Despite being widowed, Mollie went ahead with her planned move to the US and lived with her deceased husband’s family in Waterloo, Iowa. She married her late husband’s brother, Harry.

The couple had children of their own, but by 1930, Mollie was recorded as divorced, although still living with her parents-in-law.
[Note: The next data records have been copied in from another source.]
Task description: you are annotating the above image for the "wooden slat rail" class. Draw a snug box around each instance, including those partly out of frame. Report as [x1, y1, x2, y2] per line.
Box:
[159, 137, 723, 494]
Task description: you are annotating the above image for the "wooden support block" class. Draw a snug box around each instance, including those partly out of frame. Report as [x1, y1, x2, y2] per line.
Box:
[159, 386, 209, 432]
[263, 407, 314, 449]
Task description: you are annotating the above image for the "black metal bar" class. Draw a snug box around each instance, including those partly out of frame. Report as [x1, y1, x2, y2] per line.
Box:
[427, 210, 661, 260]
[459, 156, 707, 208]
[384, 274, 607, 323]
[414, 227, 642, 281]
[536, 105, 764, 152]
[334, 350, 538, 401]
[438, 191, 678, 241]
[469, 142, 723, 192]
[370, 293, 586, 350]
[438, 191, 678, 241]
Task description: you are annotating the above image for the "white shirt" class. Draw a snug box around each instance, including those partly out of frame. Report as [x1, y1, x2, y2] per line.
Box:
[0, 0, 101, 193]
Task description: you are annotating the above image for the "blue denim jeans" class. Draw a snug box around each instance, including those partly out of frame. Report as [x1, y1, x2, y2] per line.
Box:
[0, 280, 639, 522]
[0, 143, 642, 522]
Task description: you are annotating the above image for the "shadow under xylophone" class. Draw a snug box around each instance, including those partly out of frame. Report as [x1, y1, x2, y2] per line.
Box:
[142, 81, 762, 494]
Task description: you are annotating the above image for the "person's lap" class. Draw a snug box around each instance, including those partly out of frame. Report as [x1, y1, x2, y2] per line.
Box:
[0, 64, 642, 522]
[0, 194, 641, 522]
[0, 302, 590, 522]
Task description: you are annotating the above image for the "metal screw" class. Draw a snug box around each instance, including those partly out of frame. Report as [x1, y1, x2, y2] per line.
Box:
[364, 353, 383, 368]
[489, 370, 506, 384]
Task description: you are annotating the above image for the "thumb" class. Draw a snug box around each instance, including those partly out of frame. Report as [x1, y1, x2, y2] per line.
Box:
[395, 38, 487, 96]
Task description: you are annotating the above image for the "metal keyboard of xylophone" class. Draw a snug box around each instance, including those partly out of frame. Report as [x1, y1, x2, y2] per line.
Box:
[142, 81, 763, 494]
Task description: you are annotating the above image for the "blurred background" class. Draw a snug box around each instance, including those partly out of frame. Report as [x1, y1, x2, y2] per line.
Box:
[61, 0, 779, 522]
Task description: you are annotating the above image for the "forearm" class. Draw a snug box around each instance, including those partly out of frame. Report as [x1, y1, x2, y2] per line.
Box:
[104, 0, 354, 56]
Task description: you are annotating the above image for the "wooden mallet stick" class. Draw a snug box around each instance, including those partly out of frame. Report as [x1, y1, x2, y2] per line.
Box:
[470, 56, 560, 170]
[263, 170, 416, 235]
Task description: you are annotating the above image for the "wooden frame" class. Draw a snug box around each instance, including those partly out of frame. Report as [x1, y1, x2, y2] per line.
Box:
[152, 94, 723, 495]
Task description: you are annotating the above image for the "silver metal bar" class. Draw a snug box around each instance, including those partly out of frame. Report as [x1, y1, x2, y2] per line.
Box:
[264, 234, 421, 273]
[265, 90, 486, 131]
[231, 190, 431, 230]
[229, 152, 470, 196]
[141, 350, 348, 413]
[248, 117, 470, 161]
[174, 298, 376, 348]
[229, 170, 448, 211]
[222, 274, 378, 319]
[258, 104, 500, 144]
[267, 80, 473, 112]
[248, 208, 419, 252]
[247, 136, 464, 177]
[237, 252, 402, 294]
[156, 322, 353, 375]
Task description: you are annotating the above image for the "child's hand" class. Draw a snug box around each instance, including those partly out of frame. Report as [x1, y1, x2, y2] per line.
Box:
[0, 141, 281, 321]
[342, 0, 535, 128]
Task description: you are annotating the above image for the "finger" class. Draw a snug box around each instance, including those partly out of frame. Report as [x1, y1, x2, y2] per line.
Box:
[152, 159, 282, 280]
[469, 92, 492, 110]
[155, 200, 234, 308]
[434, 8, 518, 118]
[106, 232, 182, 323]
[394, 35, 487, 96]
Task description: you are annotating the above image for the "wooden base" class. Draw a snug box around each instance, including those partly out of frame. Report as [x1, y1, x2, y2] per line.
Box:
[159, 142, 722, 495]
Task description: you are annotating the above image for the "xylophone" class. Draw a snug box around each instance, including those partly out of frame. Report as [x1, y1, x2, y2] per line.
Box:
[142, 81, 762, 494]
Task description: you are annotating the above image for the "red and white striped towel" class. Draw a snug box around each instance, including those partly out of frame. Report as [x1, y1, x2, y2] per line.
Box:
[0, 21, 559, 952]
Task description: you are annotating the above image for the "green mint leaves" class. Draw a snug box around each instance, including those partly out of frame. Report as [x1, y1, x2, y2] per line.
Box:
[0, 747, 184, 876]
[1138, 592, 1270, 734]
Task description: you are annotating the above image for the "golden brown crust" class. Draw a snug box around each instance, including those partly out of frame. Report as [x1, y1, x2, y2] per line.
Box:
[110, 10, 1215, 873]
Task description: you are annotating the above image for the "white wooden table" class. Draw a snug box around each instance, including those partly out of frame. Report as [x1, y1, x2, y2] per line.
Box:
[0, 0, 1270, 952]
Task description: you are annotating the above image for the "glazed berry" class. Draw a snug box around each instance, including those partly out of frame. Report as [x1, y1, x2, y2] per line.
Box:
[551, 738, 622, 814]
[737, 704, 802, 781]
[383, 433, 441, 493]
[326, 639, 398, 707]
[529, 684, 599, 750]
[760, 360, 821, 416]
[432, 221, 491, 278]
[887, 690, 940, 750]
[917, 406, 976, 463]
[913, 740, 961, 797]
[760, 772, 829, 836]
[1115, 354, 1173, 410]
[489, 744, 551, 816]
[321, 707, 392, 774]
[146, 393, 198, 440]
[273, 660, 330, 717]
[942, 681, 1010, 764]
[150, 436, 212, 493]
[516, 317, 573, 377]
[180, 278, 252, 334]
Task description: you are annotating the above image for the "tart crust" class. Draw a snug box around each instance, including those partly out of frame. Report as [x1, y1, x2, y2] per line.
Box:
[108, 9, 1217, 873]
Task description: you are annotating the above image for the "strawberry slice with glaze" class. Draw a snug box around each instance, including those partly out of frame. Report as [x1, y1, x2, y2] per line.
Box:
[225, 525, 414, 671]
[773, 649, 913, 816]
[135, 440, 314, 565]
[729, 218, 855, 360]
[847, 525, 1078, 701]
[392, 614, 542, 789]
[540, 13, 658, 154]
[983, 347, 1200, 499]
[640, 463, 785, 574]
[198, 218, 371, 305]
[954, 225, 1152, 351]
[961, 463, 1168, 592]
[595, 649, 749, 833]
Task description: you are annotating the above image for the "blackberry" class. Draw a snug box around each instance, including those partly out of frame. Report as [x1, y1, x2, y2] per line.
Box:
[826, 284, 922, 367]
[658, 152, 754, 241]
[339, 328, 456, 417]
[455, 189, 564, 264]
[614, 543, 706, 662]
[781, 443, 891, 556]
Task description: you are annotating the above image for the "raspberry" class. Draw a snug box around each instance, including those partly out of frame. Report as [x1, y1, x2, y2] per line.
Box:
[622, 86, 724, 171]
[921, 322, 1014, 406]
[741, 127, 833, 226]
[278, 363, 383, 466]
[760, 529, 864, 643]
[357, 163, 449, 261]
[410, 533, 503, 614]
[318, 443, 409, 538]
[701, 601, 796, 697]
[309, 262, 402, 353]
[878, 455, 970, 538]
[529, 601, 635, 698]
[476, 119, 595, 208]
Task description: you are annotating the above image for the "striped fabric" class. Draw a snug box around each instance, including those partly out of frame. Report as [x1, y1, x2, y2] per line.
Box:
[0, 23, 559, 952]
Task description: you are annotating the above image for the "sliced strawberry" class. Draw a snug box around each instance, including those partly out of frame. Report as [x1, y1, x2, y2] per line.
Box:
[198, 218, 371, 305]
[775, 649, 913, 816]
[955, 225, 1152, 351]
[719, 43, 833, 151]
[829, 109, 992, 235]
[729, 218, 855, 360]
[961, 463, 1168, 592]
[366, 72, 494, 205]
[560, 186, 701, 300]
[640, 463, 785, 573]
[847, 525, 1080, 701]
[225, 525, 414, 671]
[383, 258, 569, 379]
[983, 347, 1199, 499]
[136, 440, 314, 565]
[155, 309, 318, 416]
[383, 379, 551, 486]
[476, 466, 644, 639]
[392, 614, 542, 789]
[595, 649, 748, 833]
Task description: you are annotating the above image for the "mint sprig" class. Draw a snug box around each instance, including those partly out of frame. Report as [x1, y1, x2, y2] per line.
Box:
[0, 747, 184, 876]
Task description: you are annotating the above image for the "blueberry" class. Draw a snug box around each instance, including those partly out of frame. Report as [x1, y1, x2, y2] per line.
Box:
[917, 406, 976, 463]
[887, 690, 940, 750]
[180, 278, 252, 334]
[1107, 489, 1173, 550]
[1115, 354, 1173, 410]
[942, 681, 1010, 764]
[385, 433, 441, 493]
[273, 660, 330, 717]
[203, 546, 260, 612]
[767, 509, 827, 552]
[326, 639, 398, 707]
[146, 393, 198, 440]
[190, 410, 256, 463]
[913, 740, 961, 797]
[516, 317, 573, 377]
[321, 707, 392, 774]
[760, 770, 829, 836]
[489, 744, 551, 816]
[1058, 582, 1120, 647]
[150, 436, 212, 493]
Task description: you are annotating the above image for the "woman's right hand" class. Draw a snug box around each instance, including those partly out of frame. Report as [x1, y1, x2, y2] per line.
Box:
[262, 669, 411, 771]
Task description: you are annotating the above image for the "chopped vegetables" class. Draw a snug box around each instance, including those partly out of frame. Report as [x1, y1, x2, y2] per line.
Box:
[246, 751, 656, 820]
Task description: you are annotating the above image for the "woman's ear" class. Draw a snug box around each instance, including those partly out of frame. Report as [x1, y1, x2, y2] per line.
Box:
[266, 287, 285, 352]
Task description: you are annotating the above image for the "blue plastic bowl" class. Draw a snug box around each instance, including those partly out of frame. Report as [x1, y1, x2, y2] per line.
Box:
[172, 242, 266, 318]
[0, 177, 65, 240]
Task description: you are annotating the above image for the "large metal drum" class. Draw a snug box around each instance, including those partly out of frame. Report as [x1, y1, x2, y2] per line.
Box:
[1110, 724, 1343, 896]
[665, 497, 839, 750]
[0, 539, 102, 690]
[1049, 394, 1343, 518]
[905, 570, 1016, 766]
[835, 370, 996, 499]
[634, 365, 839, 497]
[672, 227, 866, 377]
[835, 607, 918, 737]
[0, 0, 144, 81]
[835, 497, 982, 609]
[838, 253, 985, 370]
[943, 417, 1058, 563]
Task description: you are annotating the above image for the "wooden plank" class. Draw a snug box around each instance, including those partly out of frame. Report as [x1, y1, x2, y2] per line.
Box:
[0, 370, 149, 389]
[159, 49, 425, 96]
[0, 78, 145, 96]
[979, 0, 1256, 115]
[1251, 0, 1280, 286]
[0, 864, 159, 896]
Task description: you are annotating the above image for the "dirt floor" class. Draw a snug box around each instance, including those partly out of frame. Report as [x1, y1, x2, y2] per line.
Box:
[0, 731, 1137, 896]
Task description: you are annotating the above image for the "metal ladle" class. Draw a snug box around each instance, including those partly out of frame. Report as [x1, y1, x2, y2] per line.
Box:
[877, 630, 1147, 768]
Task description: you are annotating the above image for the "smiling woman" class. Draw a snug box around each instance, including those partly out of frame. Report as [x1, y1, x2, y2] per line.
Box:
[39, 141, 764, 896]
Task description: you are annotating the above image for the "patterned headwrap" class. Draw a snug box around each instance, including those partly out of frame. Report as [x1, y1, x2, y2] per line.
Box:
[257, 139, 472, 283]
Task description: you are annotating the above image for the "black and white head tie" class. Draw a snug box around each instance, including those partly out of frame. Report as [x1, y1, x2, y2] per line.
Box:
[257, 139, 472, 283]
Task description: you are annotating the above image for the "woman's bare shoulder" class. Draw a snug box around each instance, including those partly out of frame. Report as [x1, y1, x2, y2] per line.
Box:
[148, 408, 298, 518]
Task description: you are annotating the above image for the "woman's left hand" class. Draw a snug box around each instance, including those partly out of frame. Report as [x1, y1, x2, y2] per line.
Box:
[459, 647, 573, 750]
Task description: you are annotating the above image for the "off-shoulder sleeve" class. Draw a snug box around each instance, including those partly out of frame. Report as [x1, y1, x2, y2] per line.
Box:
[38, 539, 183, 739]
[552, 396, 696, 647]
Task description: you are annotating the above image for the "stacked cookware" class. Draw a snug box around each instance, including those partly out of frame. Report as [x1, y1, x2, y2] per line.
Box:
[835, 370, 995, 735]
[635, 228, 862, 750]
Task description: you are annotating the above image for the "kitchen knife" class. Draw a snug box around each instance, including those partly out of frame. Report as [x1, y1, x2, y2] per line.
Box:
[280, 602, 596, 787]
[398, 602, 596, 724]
She died in the US in the 1970s and her Cork-born daughter died in Iowa in 2010.

The American sailors made quite an impact on Cork – so much so that the US navy permanently banned the majority of their service men from entering the city, given the trouble they inadvertently caused.

In Cobh to view the exhibition (which continues until September 17th), I saw a group of Americans in wind-cheaters and big sunglasses who were docked for a couple of hours from the cruise liner Celebrity Eclipse. On the terrace of a restaurant, they sipped beers and listened to a guitar-playing musician singing Isle of Hope, Isle of Tears. The song references 15-year old Annie Moore's emigration from Cobh to "the land of liberty" in 1892.

Who’d have guessed that a couple of decades later, young Cork women would also make the voyage – for love rather than desperation.